Despite Ebola’s discovery nearly 40 years ago, little is known about the long- term health effects of the disease for survivors.
The most recent outbreak in West Africa is the largest to date, with more than 14,098 reported cases since March, including 5,160 deaths, according to the World Health Organization (WHO). The Centers for Disease Control and Prevention estimate the mortality rate for the current outbreak has been 71 percent overall.
Part of the mystery is because Ebola historically hit rural areas of Africa and then killed high numbers of those infected in a short period of time, giving researchers few survivors to study.
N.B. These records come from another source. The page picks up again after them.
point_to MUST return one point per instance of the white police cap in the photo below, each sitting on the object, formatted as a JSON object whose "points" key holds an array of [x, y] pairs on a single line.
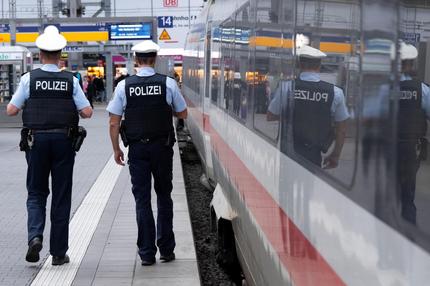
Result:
{"points": [[309, 52], [51, 40], [407, 51], [145, 47]]}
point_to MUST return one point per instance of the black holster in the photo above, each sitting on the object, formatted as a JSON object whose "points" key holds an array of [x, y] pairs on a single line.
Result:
{"points": [[77, 134], [423, 146], [23, 143], [171, 139], [123, 134]]}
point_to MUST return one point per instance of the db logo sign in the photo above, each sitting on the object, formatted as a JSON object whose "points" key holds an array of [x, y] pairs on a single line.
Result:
{"points": [[170, 3]]}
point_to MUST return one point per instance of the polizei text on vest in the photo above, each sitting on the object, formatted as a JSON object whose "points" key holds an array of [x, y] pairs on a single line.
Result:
{"points": [[145, 90], [51, 85], [310, 96]]}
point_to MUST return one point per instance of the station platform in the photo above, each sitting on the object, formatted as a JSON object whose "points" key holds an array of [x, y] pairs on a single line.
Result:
{"points": [[103, 230]]}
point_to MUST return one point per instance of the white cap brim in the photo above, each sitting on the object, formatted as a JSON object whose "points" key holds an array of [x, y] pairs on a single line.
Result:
{"points": [[310, 52], [50, 42], [146, 47], [408, 52]]}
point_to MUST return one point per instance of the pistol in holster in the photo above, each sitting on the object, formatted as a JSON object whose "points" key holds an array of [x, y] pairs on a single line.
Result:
{"points": [[123, 134], [27, 139], [171, 139], [423, 147], [77, 134]]}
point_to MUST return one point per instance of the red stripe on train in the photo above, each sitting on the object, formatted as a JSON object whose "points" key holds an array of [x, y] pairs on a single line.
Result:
{"points": [[303, 262]]}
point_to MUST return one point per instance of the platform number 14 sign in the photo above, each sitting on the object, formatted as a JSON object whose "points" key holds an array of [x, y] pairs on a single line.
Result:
{"points": [[170, 3]]}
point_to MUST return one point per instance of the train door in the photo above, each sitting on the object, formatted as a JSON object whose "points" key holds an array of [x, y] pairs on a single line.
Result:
{"points": [[207, 97]]}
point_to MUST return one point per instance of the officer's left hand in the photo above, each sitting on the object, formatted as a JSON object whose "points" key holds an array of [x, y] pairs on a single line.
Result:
{"points": [[331, 161], [119, 157]]}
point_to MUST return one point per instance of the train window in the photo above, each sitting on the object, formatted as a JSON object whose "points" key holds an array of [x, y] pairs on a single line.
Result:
{"points": [[239, 83], [322, 99], [227, 62], [215, 66], [272, 65], [413, 114]]}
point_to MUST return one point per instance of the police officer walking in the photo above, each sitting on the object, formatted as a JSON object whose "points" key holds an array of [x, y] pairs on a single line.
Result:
{"points": [[148, 101], [316, 103], [414, 111], [51, 101]]}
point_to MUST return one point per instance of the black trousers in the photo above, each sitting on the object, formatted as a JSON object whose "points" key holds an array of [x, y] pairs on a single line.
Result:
{"points": [[407, 168], [156, 159], [311, 154], [52, 154]]}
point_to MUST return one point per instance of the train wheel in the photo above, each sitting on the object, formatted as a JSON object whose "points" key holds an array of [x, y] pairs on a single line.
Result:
{"points": [[227, 256]]}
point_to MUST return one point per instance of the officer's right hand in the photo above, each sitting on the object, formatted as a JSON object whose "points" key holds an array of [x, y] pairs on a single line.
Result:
{"points": [[119, 157]]}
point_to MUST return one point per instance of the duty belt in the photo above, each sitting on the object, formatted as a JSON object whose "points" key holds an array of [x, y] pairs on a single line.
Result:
{"points": [[55, 130]]}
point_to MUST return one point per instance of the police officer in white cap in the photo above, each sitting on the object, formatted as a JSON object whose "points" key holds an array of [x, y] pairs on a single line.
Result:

With a greater number of cases in the most recent outbreak, researchers should be able to learn more about the disease and be able to study its effects on survivors, said A. Scott Lea, associate professor of internal medicine and infectious disease at the University of Texas Medical Branch in Galveston. Lea is the clinician for researchers at its level four biosafety labortory—one of four in the US—where Ebola research has been done for the past 10 years.
There are not a lot of large, systemic studies on the long-term effects of Ebola for health care professionals to learn from, he said.
“One that is known in folks with Ebola is uveitis, or inflammation of the inner workings of the eye,” Lea said.
In a 1999 study published in The Journal of Infectious Diseases, researchers found that four of 20 survivors of a 1995 Ebola outbreak in the Democratic Republic of the Congo developed eye pain and vision problems after having the virus, but they improved after topical treatments and steroids.
Margaret Nanyonga, a psychosocial support officer for the World Health Organization in Kenema, Sierra Leone, said on the organization’s website that many Ebola survivors suffer from “post-Ebola syndrome,” which includes body aches and extreme fatigue in addition to the visual problems that affect about 50 percent of the survivors there.
“We need to understand why these symptoms persist, whether they are caused by the disease or treatment, or perhaps the heavy disinfection,” she said.
Chronic arthralgia—or pain in one or more joints, similar to arthritis—was common in people living in villages in Gabon whose blood had Ebola antibodies present, according to a 2011 study in The Journal of Infectious Diseases.
For Nancy Writebol, an Ebola survivor who was the second American flown back to the U.S. from Africa for treatment, it took a while for her stamina to come back. She also struggled with neuropathy, or nerve damage, in her feet.
“My doctors are hoping that I’ll be back to 100 percent and there won’t be any long-term effects. I think we’re getting there,” Writebol said. “With any illness, especially illnesses that are new, you don’t always know what the side effects are going to be and what’s going to happen once you’re released,” she added.
There are also short term post-viral effects, Lea said. Some with Ebola might experience acute renal failure, which usually is reversible, but not always. Others could have brain bleeds leading to stroke or bleeds leading to heart attacks.
“Another well known group of side effects is it persists in semen and breast milk and can still transmit the virus for up to about three months to partners and children, so that’s a concern,” Lea said.